This page aims to look at how DNS support in Asterisk has evolved over time, how modules use DNS, and potential ways to improve it.
You might be asking yourself why this page exists and what was the catalyst for its creation. During the development and subsequent testing of the chan_pjsip module it was discovered that while the DNS support within PJSIP is an improvement over that in chan_sip it does not implement all of the desired functionality. This includes NAPTR support, full IPv6 support, and unspecified SRV lookups.
The DNS resolver in PJSIP does not currently have any support for NAPTR. This is left as a TODO comment.
Full IPv6 Support
When resolving hosts the PJSIP resolver will always look for A records and never AAAA records.
The type of SRV record to look up is based on the transport parameter of the SIP URI. If no transport parameter is provided UDP is always queried.
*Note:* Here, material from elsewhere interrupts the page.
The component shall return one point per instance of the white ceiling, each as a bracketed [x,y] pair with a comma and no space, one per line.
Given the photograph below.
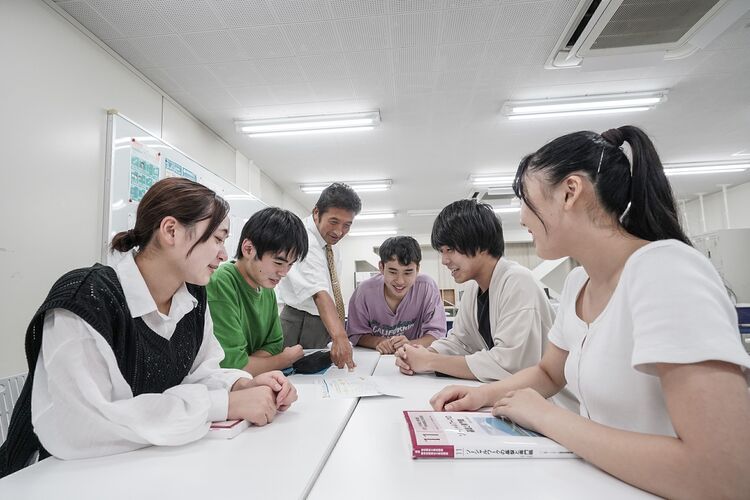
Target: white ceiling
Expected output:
[438,71]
While DNS support within Asterisk has not changed substantially over time it has seen some additions:
DNS resolution within Asterisk started with using the gethostbyname function. This blocks the calling thread while performing an A record lookup on a provided hostname.
SRV support within the core was added using DNS primitives available from the system. Note that just like the above this operates in a blocking fashion. Multiple records can be returned but it is up to the calling function to use them.
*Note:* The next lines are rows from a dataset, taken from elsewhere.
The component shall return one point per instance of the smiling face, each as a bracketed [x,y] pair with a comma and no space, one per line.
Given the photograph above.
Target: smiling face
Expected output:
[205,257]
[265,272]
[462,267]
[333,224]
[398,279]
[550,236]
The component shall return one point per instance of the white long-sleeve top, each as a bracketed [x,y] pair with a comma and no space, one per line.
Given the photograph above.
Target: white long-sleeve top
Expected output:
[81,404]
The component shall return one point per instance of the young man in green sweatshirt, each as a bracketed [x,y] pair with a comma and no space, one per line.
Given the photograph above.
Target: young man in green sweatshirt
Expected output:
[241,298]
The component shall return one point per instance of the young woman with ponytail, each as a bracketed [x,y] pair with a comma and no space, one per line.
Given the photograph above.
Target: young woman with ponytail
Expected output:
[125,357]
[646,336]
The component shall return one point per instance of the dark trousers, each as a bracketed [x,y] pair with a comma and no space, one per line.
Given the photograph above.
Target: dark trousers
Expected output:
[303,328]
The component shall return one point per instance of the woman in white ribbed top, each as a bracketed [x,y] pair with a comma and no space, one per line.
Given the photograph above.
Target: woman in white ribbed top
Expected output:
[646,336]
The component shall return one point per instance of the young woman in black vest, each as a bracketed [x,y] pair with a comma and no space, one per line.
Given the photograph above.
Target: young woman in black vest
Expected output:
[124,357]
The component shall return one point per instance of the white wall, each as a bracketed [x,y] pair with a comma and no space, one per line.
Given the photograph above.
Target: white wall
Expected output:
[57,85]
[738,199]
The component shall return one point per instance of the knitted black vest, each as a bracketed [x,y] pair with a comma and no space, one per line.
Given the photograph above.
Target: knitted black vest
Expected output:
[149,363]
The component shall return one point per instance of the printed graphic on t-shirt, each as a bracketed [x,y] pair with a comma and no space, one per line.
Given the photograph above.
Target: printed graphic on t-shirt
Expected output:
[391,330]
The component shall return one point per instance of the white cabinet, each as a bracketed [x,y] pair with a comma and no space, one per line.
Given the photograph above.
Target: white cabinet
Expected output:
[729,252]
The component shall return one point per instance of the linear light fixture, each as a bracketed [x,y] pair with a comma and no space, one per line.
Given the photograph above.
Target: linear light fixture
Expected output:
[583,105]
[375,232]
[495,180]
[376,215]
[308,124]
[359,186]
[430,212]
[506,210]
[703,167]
DNS manager was added to Asterisk to solve the issue of stale DNS entries remaining in use after they may have expired. It works by periodically looking up hostnames it is aware of and calling a callback in the module using it to inform it of the update. Note that just like the above on an initial lookup it blocks the calling thread.
Support for IPv6 was added to Asterisk by wrapping system provided functions which include support for it, such as getnameinfo. Yet again this blocks the calling thread.
Many modules follow a common simple approach for handling DNS resolution.
For configured hostnames modules call the Asterisk provided DNS resolution wrappers in a blocking fashion when reading the configuration and store a single result. This result is usually never updated unless a reload is invoked when changes are made. This can lead to DNS records changing with the module having no knowledge that it has occurred.
Modules that provide SRV functionality use only the first result after applying weights and preferences.
Hostnames that need to be resolved at runtime as the system operates also use the DNS resolution wrappers but do not cache the result for any future lookups. If the DNS server the system is configured to use is unavailable this will cause "weirdness" as many things start to block for long periods of time.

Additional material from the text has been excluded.